Question

Two soap bubbles $\text{A}$ and $\text{B}$ are kept in a closed chamber where air is maintained at pressure $8{\text{N/m}}^2$. The radii of bubbles $\text{A}$ and $\text{B}$ are $2\text{cm}$ and $4\text{cm}$ respectively.
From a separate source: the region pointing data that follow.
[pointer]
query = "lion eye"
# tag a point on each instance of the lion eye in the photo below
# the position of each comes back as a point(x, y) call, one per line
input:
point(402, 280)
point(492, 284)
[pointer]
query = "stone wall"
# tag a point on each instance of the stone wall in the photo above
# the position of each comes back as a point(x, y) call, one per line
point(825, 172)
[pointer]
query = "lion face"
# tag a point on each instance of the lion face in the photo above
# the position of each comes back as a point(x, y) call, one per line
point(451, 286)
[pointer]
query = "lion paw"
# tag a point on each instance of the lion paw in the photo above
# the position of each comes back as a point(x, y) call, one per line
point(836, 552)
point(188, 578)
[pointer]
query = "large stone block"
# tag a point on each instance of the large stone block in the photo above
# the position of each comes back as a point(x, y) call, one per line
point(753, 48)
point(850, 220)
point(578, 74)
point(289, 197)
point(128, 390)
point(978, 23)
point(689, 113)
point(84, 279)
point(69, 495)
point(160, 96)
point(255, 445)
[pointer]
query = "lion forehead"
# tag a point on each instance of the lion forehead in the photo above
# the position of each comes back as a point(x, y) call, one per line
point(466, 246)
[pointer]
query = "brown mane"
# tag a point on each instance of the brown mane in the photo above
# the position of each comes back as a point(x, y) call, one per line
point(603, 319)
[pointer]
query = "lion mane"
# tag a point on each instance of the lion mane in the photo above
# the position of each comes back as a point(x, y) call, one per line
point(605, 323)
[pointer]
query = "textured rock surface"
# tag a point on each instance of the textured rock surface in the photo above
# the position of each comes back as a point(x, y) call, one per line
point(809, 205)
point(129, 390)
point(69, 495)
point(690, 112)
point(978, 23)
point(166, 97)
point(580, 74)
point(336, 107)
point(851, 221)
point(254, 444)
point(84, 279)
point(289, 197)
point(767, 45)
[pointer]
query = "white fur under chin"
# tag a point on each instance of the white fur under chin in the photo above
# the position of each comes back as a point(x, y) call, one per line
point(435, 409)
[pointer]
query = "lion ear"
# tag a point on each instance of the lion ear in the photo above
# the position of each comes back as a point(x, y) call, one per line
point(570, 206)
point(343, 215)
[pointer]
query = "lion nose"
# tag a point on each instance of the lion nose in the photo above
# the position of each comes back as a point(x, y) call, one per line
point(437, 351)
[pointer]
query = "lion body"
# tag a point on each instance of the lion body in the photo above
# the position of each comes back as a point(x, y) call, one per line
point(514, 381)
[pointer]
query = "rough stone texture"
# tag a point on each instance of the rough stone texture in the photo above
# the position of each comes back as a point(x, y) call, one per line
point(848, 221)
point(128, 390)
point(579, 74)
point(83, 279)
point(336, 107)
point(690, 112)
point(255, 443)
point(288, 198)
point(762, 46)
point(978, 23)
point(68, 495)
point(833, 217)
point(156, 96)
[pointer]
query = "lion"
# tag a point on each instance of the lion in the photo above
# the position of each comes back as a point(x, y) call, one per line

Surface tension of the soap - water solution used to make the bubbles is $0.04\text{N/m}$. The ratio $\frac{n_B}{n_A}$ is (where $n$ is the number of moles of air inside the bubble) [Neglect the effect of gravity and assume same temperature]

• A. $6:1$
• B. $5:1$
• C. $1:6$
• D. $1:5$

Answer 1

The correct option is A $6:1$


Given:
Pressure of air, $p=8{\text{N/m}}^2$
Radius of bubble $\text{A},$ $r_A=2\text{cm}=0.02\text{m}$
Radius of bubble $\text{B},$$r_B=4\text{cm}=0.04\text{m}$
Surface Tension of soap solution, $S=0.04\text{N/m}$

As we know,
Excess pressure inside soap bubble $=\frac{4S}{r}$
$\therefore$ Pressure inside the soap bubble $=p+\frac{4S}{r}$

Now, using the ideal gas equation,
$n=\frac{pV}{RT}$

So, $\frac{n_B}{n_A}=\frac{\frac{p_B{V}_B}{RT}}{\frac{p_A{V}_A}{RT}}=\frac{p_B{V}_B}{p_A{V}_A}$

$=\frac{(p+\frac{4S}{r_B})\times \frac{4}{3}\times \pi \times (r_B{)}^3}{(p+\frac{4S}{r_A})\times \frac{4}{3}\times \pi \times (r_A{)}^3}$

$=\frac{(8+\frac{4\times 0.04}{0.04})\times (0.04{)}^3}{(8+\frac{4\times 0.04}{0.02})\times (0.02{)}^3}=\frac{\frac{12}{15625}}{\frac{2}{15625}}$

$=\frac{6}{1}=6:1$

Hence, the correct option is $\left(a\right)$.